Se Rodney Bradford fosse riuscito a trovare i suoi pancakes adesso sarebbe in carcere con l'accusa di furto. Invece Facebook lo ha salvato e il ragazzo è stato prosciolto dai giudici dall'accusa di aver commesso un furto. Infatti è bastata la semplice domanda «Dove sono I miei pancakes?» per fornire l'inattaccabile alibi all'imputato. I legali del minorenne hanno infatti dimostrato che il giovane si trovava nel suo appartamento di Harlem e non in quello di Brooklyn dove è stato commesso il furto, presentando i tabulati elettronici in cui Rodney stava chattando su Facebook con la propria ragazza. Così, dopo dodici giorni di custodia cautelare in carcere il giovane è stato liberato. L'atto di chattare con un conoscente in uno spazio virtuale (Facebook) è stato considerato dai giudici una prova a favore della difesa legale del ragazzo. Un caso interessante. Si tratta del primo caso in cui un post su un social network è considerato un alibi nell'ambito di un processo.

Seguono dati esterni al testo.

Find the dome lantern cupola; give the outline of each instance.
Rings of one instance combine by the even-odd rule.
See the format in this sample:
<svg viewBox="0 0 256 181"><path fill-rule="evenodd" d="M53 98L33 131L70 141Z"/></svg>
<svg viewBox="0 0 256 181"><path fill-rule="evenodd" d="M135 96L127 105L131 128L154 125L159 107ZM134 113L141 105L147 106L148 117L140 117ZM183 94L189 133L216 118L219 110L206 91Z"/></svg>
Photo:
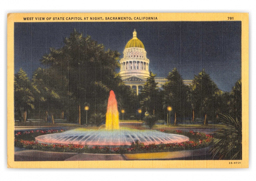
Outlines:
<svg viewBox="0 0 256 181"><path fill-rule="evenodd" d="M134 39L134 38L137 38L137 32L136 31L136 30L135 29L134 29L134 31L133 31L133 39Z"/></svg>
<svg viewBox="0 0 256 181"><path fill-rule="evenodd" d="M130 40L126 44L125 49L134 47L141 48L145 49L143 43L137 37L137 32L135 29L133 31L133 38Z"/></svg>

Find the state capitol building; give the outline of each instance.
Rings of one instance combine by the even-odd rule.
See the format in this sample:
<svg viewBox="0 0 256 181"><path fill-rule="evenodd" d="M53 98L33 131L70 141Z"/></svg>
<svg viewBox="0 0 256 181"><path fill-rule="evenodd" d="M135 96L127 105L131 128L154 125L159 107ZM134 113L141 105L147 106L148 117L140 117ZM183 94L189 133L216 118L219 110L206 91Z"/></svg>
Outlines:
<svg viewBox="0 0 256 181"><path fill-rule="evenodd" d="M149 60L147 58L144 45L137 37L135 30L133 37L126 44L123 53L123 57L120 61L120 75L125 85L136 89L137 95L146 83L147 78L149 77ZM160 87L167 80L165 78L155 78L157 86ZM183 80L183 82L187 85L192 83L192 80Z"/></svg>

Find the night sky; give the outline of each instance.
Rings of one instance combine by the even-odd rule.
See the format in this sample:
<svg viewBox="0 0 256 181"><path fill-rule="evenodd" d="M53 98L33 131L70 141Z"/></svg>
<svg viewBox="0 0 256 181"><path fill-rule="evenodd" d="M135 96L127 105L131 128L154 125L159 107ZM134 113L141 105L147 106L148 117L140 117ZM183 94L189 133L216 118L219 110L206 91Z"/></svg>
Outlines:
<svg viewBox="0 0 256 181"><path fill-rule="evenodd" d="M220 89L230 91L241 78L240 21L15 23L15 71L22 67L30 78L43 67L39 60L49 48L60 48L75 28L84 36L121 53L132 38L143 43L149 70L166 77L176 68L192 80L203 68ZM117 71L119 71L118 70Z"/></svg>

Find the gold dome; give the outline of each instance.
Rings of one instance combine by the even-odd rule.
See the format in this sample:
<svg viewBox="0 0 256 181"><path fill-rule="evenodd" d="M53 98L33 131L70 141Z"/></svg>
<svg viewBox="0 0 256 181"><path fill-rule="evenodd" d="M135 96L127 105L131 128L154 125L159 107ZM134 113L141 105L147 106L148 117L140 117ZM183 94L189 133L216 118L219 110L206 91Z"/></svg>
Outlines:
<svg viewBox="0 0 256 181"><path fill-rule="evenodd" d="M134 30L133 34L133 37L128 42L128 43L126 44L126 45L125 46L125 49L133 47L137 47L145 49L145 48L144 47L144 45L143 43L142 43L141 41L139 40L137 37L137 32L135 30Z"/></svg>

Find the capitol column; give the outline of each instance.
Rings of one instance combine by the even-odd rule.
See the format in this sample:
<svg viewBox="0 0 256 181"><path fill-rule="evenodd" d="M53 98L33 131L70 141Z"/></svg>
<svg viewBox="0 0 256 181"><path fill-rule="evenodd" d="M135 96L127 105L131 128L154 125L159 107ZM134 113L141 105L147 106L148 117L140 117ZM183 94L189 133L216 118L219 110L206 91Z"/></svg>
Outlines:
<svg viewBox="0 0 256 181"><path fill-rule="evenodd" d="M139 95L139 86L136 86L136 94L137 96Z"/></svg>

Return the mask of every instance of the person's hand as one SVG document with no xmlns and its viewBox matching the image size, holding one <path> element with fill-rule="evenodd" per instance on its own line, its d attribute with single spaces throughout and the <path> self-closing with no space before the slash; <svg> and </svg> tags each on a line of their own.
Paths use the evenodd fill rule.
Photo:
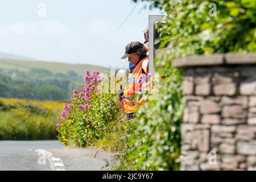
<svg viewBox="0 0 256 182">
<path fill-rule="evenodd" d="M 119 100 L 120 100 L 120 101 L 121 101 L 123 99 L 123 92 L 124 92 L 123 89 L 120 89 L 118 90 Z"/>
</svg>

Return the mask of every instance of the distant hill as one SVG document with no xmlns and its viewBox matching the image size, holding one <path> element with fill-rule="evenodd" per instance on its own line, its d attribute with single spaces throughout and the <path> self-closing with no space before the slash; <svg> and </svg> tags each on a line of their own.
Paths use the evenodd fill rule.
<svg viewBox="0 0 256 182">
<path fill-rule="evenodd" d="M 0 59 L 16 59 L 23 60 L 35 60 L 35 59 L 22 56 L 10 53 L 3 53 L 0 52 Z"/>
<path fill-rule="evenodd" d="M 44 68 L 55 73 L 67 73 L 68 71 L 73 71 L 82 76 L 85 75 L 85 72 L 87 70 L 89 70 L 90 72 L 98 71 L 101 73 L 108 72 L 108 69 L 107 68 L 89 64 L 72 64 L 32 60 L 25 60 L 23 59 L 0 58 L 0 69 L 16 69 L 23 72 L 28 72 L 31 68 Z"/>
</svg>

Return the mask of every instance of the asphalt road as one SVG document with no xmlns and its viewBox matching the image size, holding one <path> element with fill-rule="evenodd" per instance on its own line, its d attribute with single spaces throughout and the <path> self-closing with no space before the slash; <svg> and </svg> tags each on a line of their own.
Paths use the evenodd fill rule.
<svg viewBox="0 0 256 182">
<path fill-rule="evenodd" d="M 101 170 L 115 154 L 67 149 L 58 140 L 0 141 L 0 170 Z"/>
</svg>

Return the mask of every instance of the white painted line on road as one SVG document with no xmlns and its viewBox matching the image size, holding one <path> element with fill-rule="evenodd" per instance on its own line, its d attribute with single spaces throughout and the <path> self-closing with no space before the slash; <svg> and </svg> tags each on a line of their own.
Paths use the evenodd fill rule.
<svg viewBox="0 0 256 182">
<path fill-rule="evenodd" d="M 64 166 L 64 164 L 63 163 L 54 163 L 54 166 Z"/>
<path fill-rule="evenodd" d="M 53 156 L 53 154 L 51 153 L 49 151 L 48 151 L 44 149 L 37 149 L 35 151 L 35 152 L 38 152 L 38 154 L 44 154 L 45 156 L 46 156 L 52 163 L 52 164 L 54 164 L 54 168 L 55 168 L 55 171 L 66 171 L 65 169 L 63 168 L 59 168 L 58 167 L 64 167 L 64 166 L 60 159 L 60 158 L 57 158 Z M 51 158 L 50 157 L 51 156 Z"/>
</svg>

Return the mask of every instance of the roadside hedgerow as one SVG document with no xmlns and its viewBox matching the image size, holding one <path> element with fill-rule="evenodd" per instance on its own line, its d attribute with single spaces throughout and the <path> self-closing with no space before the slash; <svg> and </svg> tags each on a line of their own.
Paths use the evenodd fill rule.
<svg viewBox="0 0 256 182">
<path fill-rule="evenodd" d="M 65 104 L 58 117 L 58 138 L 68 146 L 86 147 L 102 139 L 111 122 L 118 121 L 117 97 L 103 92 L 98 72 L 86 71 L 84 86 L 73 92 L 71 103 Z"/>
</svg>

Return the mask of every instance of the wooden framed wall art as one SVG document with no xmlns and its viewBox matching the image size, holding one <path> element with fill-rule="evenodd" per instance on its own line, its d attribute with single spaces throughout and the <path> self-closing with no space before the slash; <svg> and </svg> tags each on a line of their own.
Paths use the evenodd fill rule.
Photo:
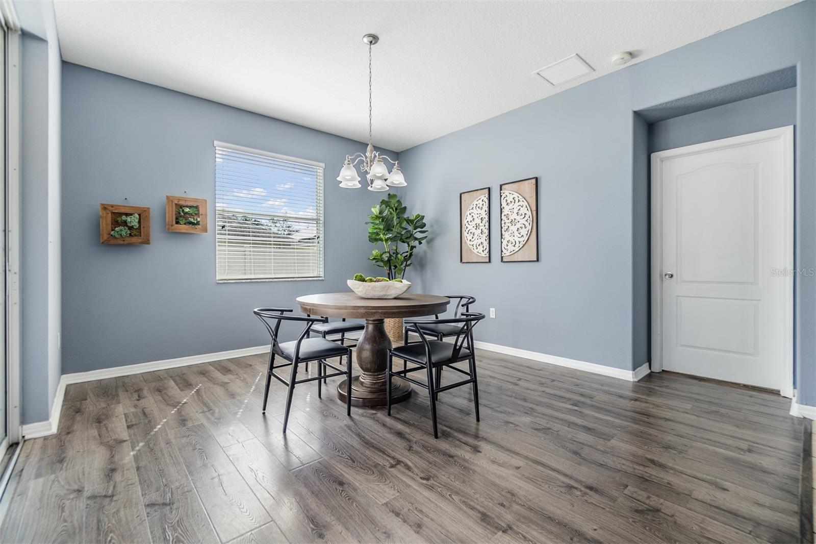
<svg viewBox="0 0 816 544">
<path fill-rule="evenodd" d="M 502 262 L 539 260 L 539 178 L 503 183 Z"/>
<path fill-rule="evenodd" d="M 490 188 L 459 194 L 459 262 L 490 261 Z"/>
<path fill-rule="evenodd" d="M 100 204 L 101 243 L 150 243 L 150 208 Z"/>
<path fill-rule="evenodd" d="M 206 199 L 167 195 L 166 211 L 169 232 L 206 232 Z"/>
</svg>

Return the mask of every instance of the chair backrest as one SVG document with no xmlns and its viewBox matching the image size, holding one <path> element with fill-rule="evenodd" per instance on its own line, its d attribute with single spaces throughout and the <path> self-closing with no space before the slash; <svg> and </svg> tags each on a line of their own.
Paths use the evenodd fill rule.
<svg viewBox="0 0 816 544">
<path fill-rule="evenodd" d="M 281 328 L 281 322 L 299 321 L 306 323 L 306 328 L 300 333 L 297 340 L 297 344 L 295 346 L 295 353 L 299 353 L 300 342 L 308 336 L 308 332 L 312 328 L 312 325 L 316 323 L 323 323 L 326 321 L 324 318 L 290 315 L 291 311 L 291 308 L 255 308 L 252 310 L 252 313 L 255 314 L 260 322 L 264 323 L 264 326 L 266 327 L 266 330 L 269 332 L 269 336 L 272 337 L 272 350 L 278 355 L 283 354 L 281 351 L 280 344 L 277 341 L 277 334 Z M 274 322 L 274 324 L 272 324 L 271 322 Z"/>
<path fill-rule="evenodd" d="M 470 305 L 476 302 L 476 298 L 470 295 L 446 295 L 446 297 L 450 300 L 456 299 L 456 305 L 454 307 L 455 318 L 458 318 L 463 314 L 469 314 Z M 438 319 L 439 314 L 437 314 L 434 317 Z"/>
<path fill-rule="evenodd" d="M 471 353 L 473 353 L 473 327 L 476 326 L 476 323 L 484 319 L 484 314 L 462 312 L 462 314 L 457 318 L 413 320 L 408 324 L 408 328 L 419 335 L 419 338 L 422 339 L 422 342 L 425 345 L 425 352 L 428 355 L 428 360 L 430 361 L 431 345 L 428 343 L 428 338 L 425 337 L 425 333 L 422 332 L 422 327 L 419 327 L 419 325 L 438 323 L 448 323 L 451 325 L 460 324 L 461 328 L 459 328 L 459 332 L 456 334 L 455 340 L 454 340 L 454 350 L 451 355 L 452 359 L 455 359 L 459 356 L 459 352 L 462 350 L 462 348 L 464 347 L 466 342 L 468 350 Z"/>
</svg>

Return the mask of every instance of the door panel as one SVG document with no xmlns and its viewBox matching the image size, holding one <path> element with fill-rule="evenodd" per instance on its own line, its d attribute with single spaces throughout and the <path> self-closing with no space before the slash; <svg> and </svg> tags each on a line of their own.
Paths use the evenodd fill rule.
<svg viewBox="0 0 816 544">
<path fill-rule="evenodd" d="M 663 369 L 783 387 L 788 153 L 760 132 L 654 154 Z"/>
</svg>

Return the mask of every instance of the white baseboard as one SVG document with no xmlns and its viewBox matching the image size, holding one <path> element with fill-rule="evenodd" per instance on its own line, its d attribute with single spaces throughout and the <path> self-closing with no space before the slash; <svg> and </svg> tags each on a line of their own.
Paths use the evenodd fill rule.
<svg viewBox="0 0 816 544">
<path fill-rule="evenodd" d="M 791 415 L 794 417 L 807 417 L 816 420 L 816 406 L 796 404 L 796 390 L 793 390 L 793 397 L 791 399 Z"/>
<path fill-rule="evenodd" d="M 21 426 L 20 434 L 24 438 L 29 439 L 56 434 L 56 430 L 60 426 L 62 399 L 65 397 L 65 377 L 63 376 L 60 378 L 60 383 L 57 384 L 56 393 L 54 395 L 54 404 L 51 404 L 51 417 L 47 421 Z"/>
<path fill-rule="evenodd" d="M 628 381 L 637 381 L 650 372 L 648 363 L 643 363 L 636 370 L 623 370 L 623 368 L 606 367 L 596 363 L 579 361 L 574 359 L 558 357 L 557 355 L 548 355 L 538 351 L 528 351 L 527 350 L 520 350 L 507 346 L 499 346 L 499 344 L 480 341 L 476 341 L 474 344 L 477 348 L 487 350 L 488 351 L 503 353 L 505 355 L 513 355 L 515 357 L 521 357 L 522 359 L 530 359 L 534 361 L 555 364 L 559 367 L 566 367 L 567 368 L 574 368 L 575 370 L 583 370 L 592 372 L 593 374 L 601 374 L 601 376 L 608 376 L 619 380 L 627 380 Z"/>
<path fill-rule="evenodd" d="M 187 367 L 191 364 L 200 364 L 202 363 L 212 363 L 213 361 L 220 361 L 224 359 L 257 355 L 261 353 L 268 353 L 268 346 L 259 346 L 257 347 L 242 348 L 229 351 L 205 353 L 201 355 L 190 355 L 189 357 L 166 359 L 162 361 L 128 364 L 124 367 L 100 368 L 99 370 L 91 370 L 86 372 L 63 374 L 62 377 L 60 378 L 60 384 L 56 388 L 56 395 L 54 395 L 54 404 L 51 408 L 51 417 L 46 421 L 37 421 L 36 423 L 24 425 L 22 426 L 22 435 L 26 439 L 33 439 L 56 434 L 57 428 L 60 426 L 60 413 L 62 412 L 62 401 L 65 396 L 65 386 L 69 384 L 93 381 L 94 380 L 104 380 L 120 376 L 130 376 L 131 374 L 152 372 L 157 370 L 177 368 L 179 367 Z"/>
</svg>

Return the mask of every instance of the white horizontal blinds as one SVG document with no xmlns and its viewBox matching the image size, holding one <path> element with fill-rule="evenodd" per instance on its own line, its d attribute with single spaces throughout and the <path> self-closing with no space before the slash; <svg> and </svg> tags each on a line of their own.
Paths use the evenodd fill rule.
<svg viewBox="0 0 816 544">
<path fill-rule="evenodd" d="M 216 279 L 323 277 L 323 167 L 215 142 Z"/>
</svg>

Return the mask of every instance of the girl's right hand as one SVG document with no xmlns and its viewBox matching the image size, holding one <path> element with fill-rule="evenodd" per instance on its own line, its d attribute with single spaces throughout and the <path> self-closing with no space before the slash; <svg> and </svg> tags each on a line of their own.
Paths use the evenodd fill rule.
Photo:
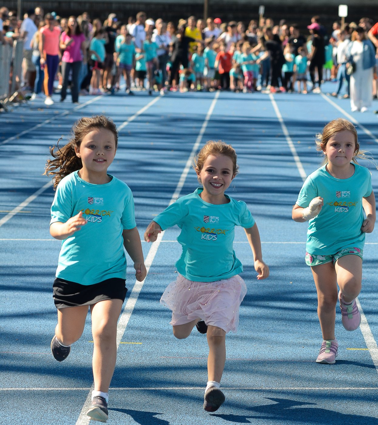
<svg viewBox="0 0 378 425">
<path fill-rule="evenodd" d="M 303 211 L 303 218 L 306 221 L 313 218 L 320 212 L 324 205 L 324 199 L 320 196 L 316 196 L 312 199 L 307 208 Z"/>
<path fill-rule="evenodd" d="M 151 221 L 145 232 L 145 241 L 146 242 L 155 242 L 161 231 L 162 228 L 159 225 L 156 221 Z"/>
<path fill-rule="evenodd" d="M 87 221 L 83 218 L 82 211 L 80 211 L 79 214 L 71 217 L 65 223 L 66 227 L 65 232 L 67 236 L 71 236 L 75 232 L 80 230 L 82 226 L 87 224 Z"/>
</svg>

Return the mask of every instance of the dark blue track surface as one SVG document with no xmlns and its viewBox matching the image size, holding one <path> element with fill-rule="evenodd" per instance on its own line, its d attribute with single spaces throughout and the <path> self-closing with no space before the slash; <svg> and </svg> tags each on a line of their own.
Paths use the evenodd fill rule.
<svg viewBox="0 0 378 425">
<path fill-rule="evenodd" d="M 333 91 L 330 84 L 328 88 Z M 66 360 L 58 363 L 50 351 L 57 320 L 51 288 L 60 244 L 49 233 L 54 193 L 42 175 L 49 146 L 60 137 L 64 142 L 83 115 L 111 117 L 120 129 L 109 172 L 131 188 L 142 238 L 148 223 L 176 192 L 210 107 L 200 147 L 212 139 L 235 148 L 240 174 L 227 193 L 248 204 L 270 276 L 256 280 L 245 234 L 237 229 L 235 249 L 248 292 L 238 333 L 226 338 L 226 402 L 209 414 L 202 408 L 206 338 L 195 329 L 186 340 L 176 339 L 170 312 L 159 302 L 176 275 L 178 229 L 166 231 L 153 255 L 153 245 L 143 242 L 151 264 L 138 290 L 130 268 L 108 423 L 378 424 L 378 230 L 367 235 L 358 297 L 361 326 L 345 331 L 338 308 L 339 356 L 334 365 L 319 365 L 315 362 L 321 341 L 316 291 L 304 260 L 307 227 L 291 219 L 303 183 L 298 167 L 308 174 L 321 161 L 315 134 L 331 119 L 352 117 L 361 148 L 376 159 L 377 116 L 351 116 L 347 100 L 324 95 L 189 93 L 156 100 L 141 93 L 81 100 L 76 107 L 67 102 L 48 108 L 41 101 L 29 102 L 0 114 L 0 424 L 89 423 L 82 412 L 93 382 L 89 317 Z M 376 194 L 378 171 L 361 163 L 370 168 Z M 190 170 L 181 195 L 197 185 Z"/>
</svg>

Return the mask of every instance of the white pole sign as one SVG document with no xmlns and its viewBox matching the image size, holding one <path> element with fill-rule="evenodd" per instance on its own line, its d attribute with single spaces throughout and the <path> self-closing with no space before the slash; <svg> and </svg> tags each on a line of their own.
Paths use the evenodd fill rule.
<svg viewBox="0 0 378 425">
<path fill-rule="evenodd" d="M 338 16 L 341 18 L 345 18 L 348 16 L 348 6 L 346 4 L 339 5 Z"/>
</svg>

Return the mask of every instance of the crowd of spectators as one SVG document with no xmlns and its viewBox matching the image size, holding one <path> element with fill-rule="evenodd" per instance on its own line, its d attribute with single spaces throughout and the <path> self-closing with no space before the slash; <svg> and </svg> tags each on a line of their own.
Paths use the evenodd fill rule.
<svg viewBox="0 0 378 425">
<path fill-rule="evenodd" d="M 353 111 L 367 110 L 376 97 L 378 24 L 369 18 L 343 28 L 335 21 L 331 29 L 314 16 L 303 31 L 284 19 L 245 25 L 190 16 L 173 23 L 144 12 L 127 22 L 114 13 L 105 22 L 92 18 L 45 14 L 38 7 L 20 20 L 0 8 L 0 42 L 23 40 L 23 87 L 33 99 L 51 105 L 59 91 L 63 101 L 68 87 L 74 102 L 79 94 L 121 87 L 130 95 L 144 90 L 307 94 L 320 92 L 325 80 L 337 83 L 330 95 L 350 97 Z"/>
</svg>

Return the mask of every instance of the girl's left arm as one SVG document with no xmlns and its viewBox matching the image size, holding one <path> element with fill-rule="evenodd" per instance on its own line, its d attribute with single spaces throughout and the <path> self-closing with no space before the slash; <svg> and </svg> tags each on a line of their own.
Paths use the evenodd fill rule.
<svg viewBox="0 0 378 425">
<path fill-rule="evenodd" d="M 269 275 L 269 268 L 262 261 L 261 242 L 257 225 L 255 223 L 252 227 L 244 228 L 244 231 L 253 254 L 255 270 L 259 273 L 257 279 L 266 279 Z"/>
<path fill-rule="evenodd" d="M 124 229 L 122 236 L 125 249 L 134 262 L 136 280 L 142 282 L 145 278 L 147 272 L 145 266 L 142 244 L 138 229 L 136 227 L 133 229 Z"/>
<path fill-rule="evenodd" d="M 366 218 L 362 223 L 361 230 L 365 233 L 371 233 L 374 230 L 376 218 L 375 198 L 372 191 L 368 196 L 362 198 L 362 207 Z"/>
</svg>

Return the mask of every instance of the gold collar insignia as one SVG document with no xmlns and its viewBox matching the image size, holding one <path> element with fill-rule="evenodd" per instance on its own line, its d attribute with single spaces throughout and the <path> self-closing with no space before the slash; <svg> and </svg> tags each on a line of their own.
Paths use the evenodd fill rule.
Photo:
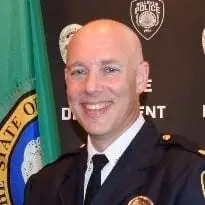
<svg viewBox="0 0 205 205">
<path fill-rule="evenodd" d="M 154 205 L 154 203 L 146 196 L 137 196 L 131 199 L 128 205 Z"/>
</svg>

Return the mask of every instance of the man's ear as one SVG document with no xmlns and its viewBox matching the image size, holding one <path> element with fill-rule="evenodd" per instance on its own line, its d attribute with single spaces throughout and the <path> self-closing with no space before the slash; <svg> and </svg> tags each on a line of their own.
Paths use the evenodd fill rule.
<svg viewBox="0 0 205 205">
<path fill-rule="evenodd" d="M 67 67 L 64 68 L 64 78 L 65 78 L 65 82 L 67 85 L 68 84 L 68 68 Z"/>
<path fill-rule="evenodd" d="M 137 76 L 136 76 L 136 90 L 138 94 L 144 92 L 147 88 L 147 80 L 149 76 L 149 63 L 143 61 L 137 68 Z"/>
</svg>

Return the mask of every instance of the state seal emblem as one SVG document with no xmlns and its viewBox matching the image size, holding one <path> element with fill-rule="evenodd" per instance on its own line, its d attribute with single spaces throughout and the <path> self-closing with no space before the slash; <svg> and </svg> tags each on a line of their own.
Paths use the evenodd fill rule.
<svg viewBox="0 0 205 205">
<path fill-rule="evenodd" d="M 131 22 L 146 40 L 150 40 L 159 31 L 164 15 L 162 0 L 133 0 L 130 4 Z"/>
<path fill-rule="evenodd" d="M 80 29 L 82 26 L 79 24 L 70 24 L 67 25 L 60 33 L 59 37 L 59 48 L 60 48 L 60 54 L 62 57 L 63 62 L 66 64 L 66 46 L 69 44 L 70 39 L 72 38 L 73 34 Z"/>
<path fill-rule="evenodd" d="M 129 201 L 128 205 L 154 205 L 154 203 L 146 196 L 137 196 Z"/>
</svg>

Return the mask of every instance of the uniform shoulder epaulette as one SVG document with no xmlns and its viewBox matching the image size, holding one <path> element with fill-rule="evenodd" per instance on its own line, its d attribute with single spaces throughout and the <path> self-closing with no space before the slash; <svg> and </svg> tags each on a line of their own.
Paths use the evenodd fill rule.
<svg viewBox="0 0 205 205">
<path fill-rule="evenodd" d="M 77 148 L 76 150 L 72 151 L 72 152 L 67 152 L 67 153 L 64 153 L 62 155 L 60 155 L 55 161 L 47 164 L 45 167 L 48 167 L 52 164 L 56 164 L 64 159 L 67 159 L 67 158 L 73 158 L 75 156 L 78 156 L 81 152 L 81 150 L 85 147 L 85 144 L 82 144 L 79 148 Z"/>
<path fill-rule="evenodd" d="M 191 140 L 180 135 L 161 134 L 160 145 L 164 145 L 166 147 L 178 145 L 189 152 L 205 157 L 205 150 L 200 149 L 199 146 Z"/>
</svg>

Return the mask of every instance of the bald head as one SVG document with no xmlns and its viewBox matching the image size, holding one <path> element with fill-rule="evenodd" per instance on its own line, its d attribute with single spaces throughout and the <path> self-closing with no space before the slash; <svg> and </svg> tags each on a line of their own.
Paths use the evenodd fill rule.
<svg viewBox="0 0 205 205">
<path fill-rule="evenodd" d="M 97 46 L 106 46 L 107 40 L 119 42 L 125 54 L 136 64 L 143 61 L 142 47 L 138 36 L 125 24 L 114 20 L 100 19 L 89 22 L 79 29 L 68 45 L 69 50 L 74 45 L 88 42 Z"/>
<path fill-rule="evenodd" d="M 65 80 L 70 108 L 97 150 L 105 150 L 139 116 L 149 66 L 136 34 L 124 24 L 96 20 L 68 45 Z"/>
</svg>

Certo, ogni aggiornamento su Facebook riporta l'ora e la data in cui è avvenuto, e certamente chi ha scritto quella frase conosceva i dati di accesso all'account del giovane Bradford, ma può bastare? Un simile precedente legale rischia di creare la figura del complice virtuale, qualcuno che può coprire le spalle al proprio socio semplicemente restando a casa sua e usandone il computer.